Comprehensive Analytics and Reporting for Retailer’s Success
In today’s commerce experience, there is an incredibly complex amount of jumping from device to device, from platform to platform, from search to social, and so on. While perfect attribution is not attainable, it is a must to employ comprehensive reporting and analytics tool like Google Analytics (which is incredibly powerful and free) and tagging and tracking uniformly all referral traffic and on-site actions.
With this in place, retailers can understand key metrics that ultimately can drive key marketing, budgeting and merchandising decisions. Understanding the lead time to purchase, the life-time value of a customer and the word of mouth effect (which drives further life-time value), marketers can then align their marketing budgets far better because they understand the amount they are willing to pay to acquire a new customer or to re-engage a past customer. For those marketers that only look at the value of an initial transaction (versus life-time value), they will inherently under-invest in their customer acquisition marketing and growth.

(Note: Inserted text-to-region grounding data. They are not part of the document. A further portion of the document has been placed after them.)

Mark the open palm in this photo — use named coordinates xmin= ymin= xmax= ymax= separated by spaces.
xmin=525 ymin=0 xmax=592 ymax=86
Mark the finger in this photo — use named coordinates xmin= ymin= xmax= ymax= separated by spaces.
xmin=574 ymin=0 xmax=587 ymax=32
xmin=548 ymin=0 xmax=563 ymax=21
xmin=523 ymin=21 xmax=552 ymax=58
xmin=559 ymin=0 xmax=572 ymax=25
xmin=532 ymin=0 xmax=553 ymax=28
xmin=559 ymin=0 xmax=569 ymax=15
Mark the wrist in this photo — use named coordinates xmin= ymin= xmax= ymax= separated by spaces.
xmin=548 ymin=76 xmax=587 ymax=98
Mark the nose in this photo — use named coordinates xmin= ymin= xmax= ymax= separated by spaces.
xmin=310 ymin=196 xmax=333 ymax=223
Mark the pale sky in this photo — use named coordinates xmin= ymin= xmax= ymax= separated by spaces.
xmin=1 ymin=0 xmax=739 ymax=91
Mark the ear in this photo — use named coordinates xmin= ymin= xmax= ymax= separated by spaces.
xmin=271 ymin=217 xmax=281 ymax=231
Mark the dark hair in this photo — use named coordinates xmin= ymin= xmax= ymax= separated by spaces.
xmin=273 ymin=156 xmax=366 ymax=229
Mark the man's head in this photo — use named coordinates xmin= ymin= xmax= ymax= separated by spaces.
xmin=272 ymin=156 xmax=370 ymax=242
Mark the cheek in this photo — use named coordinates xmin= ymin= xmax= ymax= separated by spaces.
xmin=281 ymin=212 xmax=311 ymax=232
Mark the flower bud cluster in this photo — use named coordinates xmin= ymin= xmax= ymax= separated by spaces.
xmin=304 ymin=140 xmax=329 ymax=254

Analytics Understanding Customer Preferences
As a digital marketing company, we are especially interested in the effect that digital marketing has in driving in-store traffic and ultimately revenue. We notice many retailers that think of their “.com” as simply another store, but this is a very myopic view of the value of digital. In addition to the direct value of transactions occurring online, highly effective digital campaigns can create awareness and excitement that drives in-store visits and sales, and it is integral in being able to use analytics to better understand the impact and experience in-store. We have found, for one, that digitally-influenced in-store visitors purchase more, come back more often and are ultimately far more valuable than average store visitors.
Social And Mobile in 2015
The first major trend we are seeing in retail (specifically with a marketing bent) is that social, in particular Facebook advertising, has crossed the chasm and is able to directly influence and drive transactions. The days of “buying likes” are gone, and smart marketers with good social agencies or social media buyers are successfully raising awareness and driving on and offline transactions, which is incredibly exciting.

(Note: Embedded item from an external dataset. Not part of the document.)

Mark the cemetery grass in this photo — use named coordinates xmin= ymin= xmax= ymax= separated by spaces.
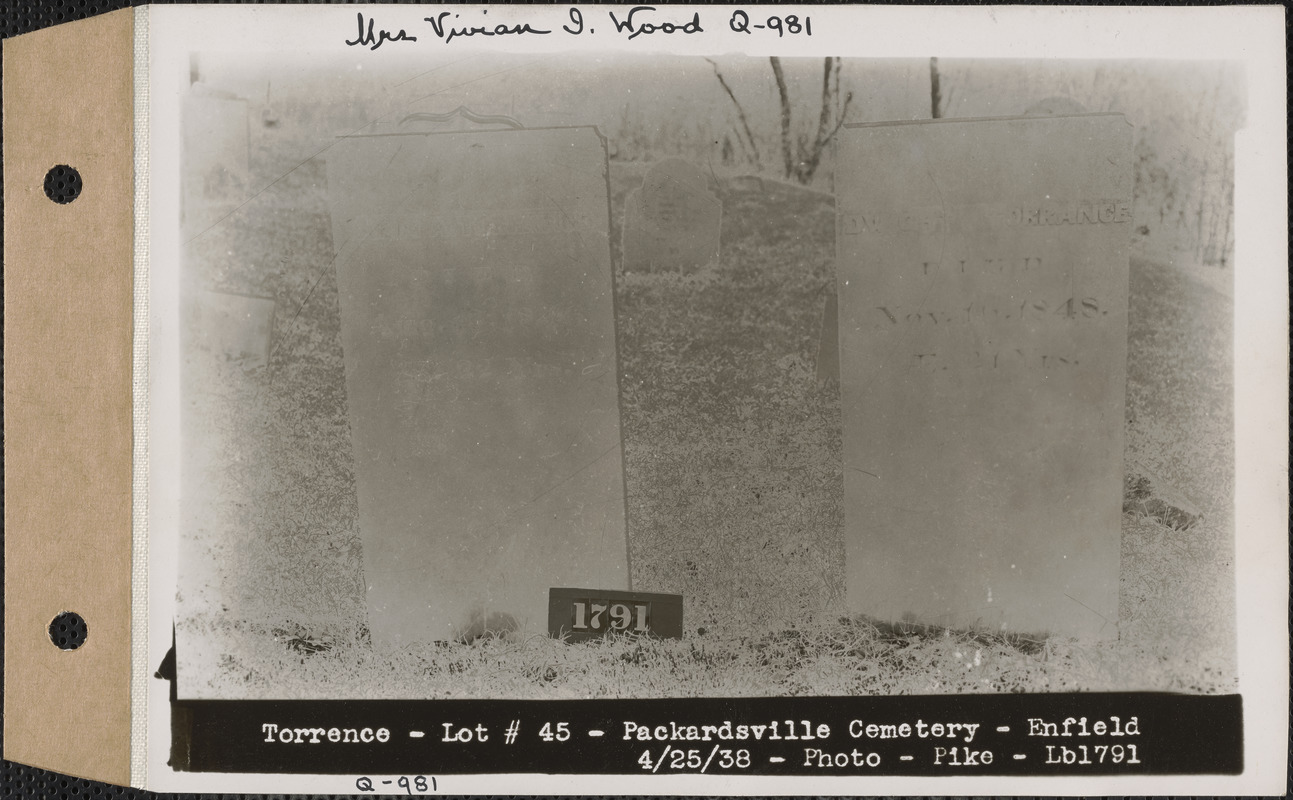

The second trend to watch out for is the increasingly diverse and complex usage and role of mobile devices in retail decision making and transactions. Smartphones are being used to search, to price check, to find physical stores while on the move, as well as at home as a replacement for the traditional desktop and laptop usage. What this means is that we need to dramatically re-think the mobile experience to help provide the right experience for each of these types of users, as it is not a one size fits all experience nor is simply being “mobile compatible” nearly enough.
A Word for CIOs
While I am not a CIO but an agency working with clients facing these changes and challenges, the biggest change we are seeing (and helping to usher along) is the conversation around the Chief Digital Officer (CDO), which depending on the organization may be a discrete role, or one that is intertwined with the traditional CIO. But for retailers to succeed, executive ownership over digital is required in today’s environment.